There are a lot of questions posted which ask about what mainstream physics says about something, but imply that the OP has a completely different opinion. For example:
- https://physics.stackexchange.com/questions/278393/lets-get-back-to-the-ether-what-is-it. The OP has some theory about the ether, as shown in their answers on other questions, and wants to get opinions "before giving my own."
- https://physics.stackexchange.com/questions/277873/does-this-observation-in-a-probabilistic-experiment-indicate-presence-of-a-balan. This question (v1) asks if some experimental data is a "coincidence". The OP has already published a paper claiming that it is not a coincidence and is evidence for a non-mainstream modification of quantum mechanics.
- In Einstein's "relativity of simultaneity" thought experiment, would not the passenger on the train see a dimmer signal?

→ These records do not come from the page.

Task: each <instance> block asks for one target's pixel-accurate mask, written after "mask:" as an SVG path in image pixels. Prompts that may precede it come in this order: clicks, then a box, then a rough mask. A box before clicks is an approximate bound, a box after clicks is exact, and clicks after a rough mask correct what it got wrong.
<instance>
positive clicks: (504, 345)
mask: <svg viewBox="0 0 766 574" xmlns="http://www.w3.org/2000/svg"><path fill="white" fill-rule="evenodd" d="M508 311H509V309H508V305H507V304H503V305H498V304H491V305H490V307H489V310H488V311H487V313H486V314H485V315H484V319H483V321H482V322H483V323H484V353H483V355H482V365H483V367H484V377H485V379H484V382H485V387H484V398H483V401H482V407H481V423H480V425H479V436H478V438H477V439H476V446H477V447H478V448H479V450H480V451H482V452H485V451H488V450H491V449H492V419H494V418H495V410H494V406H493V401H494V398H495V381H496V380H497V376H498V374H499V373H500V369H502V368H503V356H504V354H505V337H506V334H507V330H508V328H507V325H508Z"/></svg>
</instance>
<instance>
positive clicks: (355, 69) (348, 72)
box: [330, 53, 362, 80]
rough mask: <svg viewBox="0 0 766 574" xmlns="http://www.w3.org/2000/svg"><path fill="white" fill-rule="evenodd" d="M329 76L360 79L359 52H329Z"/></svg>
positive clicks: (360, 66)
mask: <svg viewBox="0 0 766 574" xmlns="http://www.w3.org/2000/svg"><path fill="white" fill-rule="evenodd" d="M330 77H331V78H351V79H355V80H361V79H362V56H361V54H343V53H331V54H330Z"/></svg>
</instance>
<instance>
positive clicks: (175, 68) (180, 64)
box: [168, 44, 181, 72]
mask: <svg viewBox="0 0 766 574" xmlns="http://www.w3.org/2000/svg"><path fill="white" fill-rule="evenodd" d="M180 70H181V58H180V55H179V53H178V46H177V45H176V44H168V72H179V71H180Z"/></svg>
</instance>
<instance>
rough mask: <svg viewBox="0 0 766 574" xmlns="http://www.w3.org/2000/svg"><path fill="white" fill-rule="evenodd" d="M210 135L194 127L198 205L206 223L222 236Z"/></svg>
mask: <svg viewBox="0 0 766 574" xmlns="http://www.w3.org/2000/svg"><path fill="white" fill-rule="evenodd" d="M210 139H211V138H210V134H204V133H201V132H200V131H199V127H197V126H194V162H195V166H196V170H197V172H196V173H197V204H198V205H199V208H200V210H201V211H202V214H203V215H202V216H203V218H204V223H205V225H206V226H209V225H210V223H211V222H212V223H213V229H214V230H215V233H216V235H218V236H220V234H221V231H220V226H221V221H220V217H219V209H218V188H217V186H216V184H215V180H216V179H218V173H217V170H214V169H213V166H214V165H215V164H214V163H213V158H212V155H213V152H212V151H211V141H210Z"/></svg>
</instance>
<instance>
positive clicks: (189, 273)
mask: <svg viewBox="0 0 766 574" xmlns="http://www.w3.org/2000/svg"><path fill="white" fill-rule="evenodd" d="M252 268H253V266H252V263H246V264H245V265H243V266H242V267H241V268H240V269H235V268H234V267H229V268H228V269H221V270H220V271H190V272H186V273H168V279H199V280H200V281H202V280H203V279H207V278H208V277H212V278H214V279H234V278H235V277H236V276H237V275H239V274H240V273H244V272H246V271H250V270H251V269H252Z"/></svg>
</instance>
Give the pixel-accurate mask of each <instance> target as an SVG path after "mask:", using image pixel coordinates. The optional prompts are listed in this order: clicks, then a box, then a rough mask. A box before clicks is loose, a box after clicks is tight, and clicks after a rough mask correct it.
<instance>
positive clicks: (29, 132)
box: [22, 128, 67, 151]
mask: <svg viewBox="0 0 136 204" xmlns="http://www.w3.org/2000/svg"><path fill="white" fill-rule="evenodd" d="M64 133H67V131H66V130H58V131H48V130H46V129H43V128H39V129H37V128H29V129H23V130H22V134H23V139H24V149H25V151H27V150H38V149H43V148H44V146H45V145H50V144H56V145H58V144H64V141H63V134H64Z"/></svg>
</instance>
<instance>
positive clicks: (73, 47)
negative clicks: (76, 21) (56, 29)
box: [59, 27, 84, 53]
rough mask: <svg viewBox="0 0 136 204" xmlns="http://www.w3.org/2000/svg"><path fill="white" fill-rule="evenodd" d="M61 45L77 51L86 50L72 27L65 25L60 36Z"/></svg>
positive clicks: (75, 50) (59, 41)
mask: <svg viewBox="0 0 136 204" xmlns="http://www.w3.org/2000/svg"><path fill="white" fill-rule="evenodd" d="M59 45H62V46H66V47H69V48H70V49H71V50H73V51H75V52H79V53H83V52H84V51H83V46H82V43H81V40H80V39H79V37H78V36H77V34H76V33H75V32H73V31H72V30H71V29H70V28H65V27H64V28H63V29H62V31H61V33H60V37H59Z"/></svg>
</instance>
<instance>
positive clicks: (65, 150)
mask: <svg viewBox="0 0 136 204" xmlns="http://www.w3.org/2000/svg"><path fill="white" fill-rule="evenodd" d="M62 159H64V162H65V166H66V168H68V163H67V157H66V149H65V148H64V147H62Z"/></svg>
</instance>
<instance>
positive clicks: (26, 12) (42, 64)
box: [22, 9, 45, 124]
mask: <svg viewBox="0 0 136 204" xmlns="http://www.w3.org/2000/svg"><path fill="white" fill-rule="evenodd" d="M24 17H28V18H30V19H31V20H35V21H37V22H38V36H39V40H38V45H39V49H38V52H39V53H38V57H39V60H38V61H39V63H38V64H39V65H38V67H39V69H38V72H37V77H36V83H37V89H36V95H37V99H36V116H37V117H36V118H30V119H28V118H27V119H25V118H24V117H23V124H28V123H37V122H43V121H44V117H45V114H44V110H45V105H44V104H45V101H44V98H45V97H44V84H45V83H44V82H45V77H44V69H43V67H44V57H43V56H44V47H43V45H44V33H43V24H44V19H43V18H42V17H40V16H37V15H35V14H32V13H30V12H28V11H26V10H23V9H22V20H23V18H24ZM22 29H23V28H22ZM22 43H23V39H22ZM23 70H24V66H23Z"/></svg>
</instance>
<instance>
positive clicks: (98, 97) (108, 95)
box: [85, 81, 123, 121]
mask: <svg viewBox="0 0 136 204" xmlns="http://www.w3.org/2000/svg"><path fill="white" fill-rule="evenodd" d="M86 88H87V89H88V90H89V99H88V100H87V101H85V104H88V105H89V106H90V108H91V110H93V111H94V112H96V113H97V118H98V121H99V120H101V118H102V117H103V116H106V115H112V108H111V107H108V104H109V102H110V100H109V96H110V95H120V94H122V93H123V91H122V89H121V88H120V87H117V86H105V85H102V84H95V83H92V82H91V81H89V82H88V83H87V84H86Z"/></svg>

In this question (v1), OP asked if I "admit" that special relativity says something happens in a thought experiment. 10 comments later, OP triumphantly reveals that an extension to this thought experiment is supposed to disprove special relativity (it does not).
- What exactly is a photon? The OP already has extremely strong and non-mainstream opinions on what a photon is.
- https://physics.stackexchange.com/questions/279189/prove-that-classical-physics-gives-the-wrong-answer The OP is "issuing a challenge" to the community, to basically prove that quantum mechanics works. They've already written an article saying that quantum mechanics doesn't work.
I don't like answering any of these questions, because they feel fundamentally unproductive. The OP is just using the question as a soapbox for promoting their own opinion, or as an opening to argue with people posting answers. They can't learn anything from the answers because they already have their own. And half the time the OP drags answerers in long and unproductive debates in the comments.
However, there's no close reason that directly addresses this kind of question. I believe all of these questions should be closed, but all close reasons above are incorrect. For example, one might try to close as 'non mainstream' or 'opinion based', but neither of those are true. The actual questions have clear, non-opinion-based, mainstream answers.
Sometimes, people try to use the 'unclear what you're asking' close reason, because this is also incorrect, because there is a well-defined question in each of these. I think people use this reason because it looks like OP really has another, completely different question (e.g. "is my theory correct") in mind, but this takes some reading between the lines.
How should these types of questions be handled?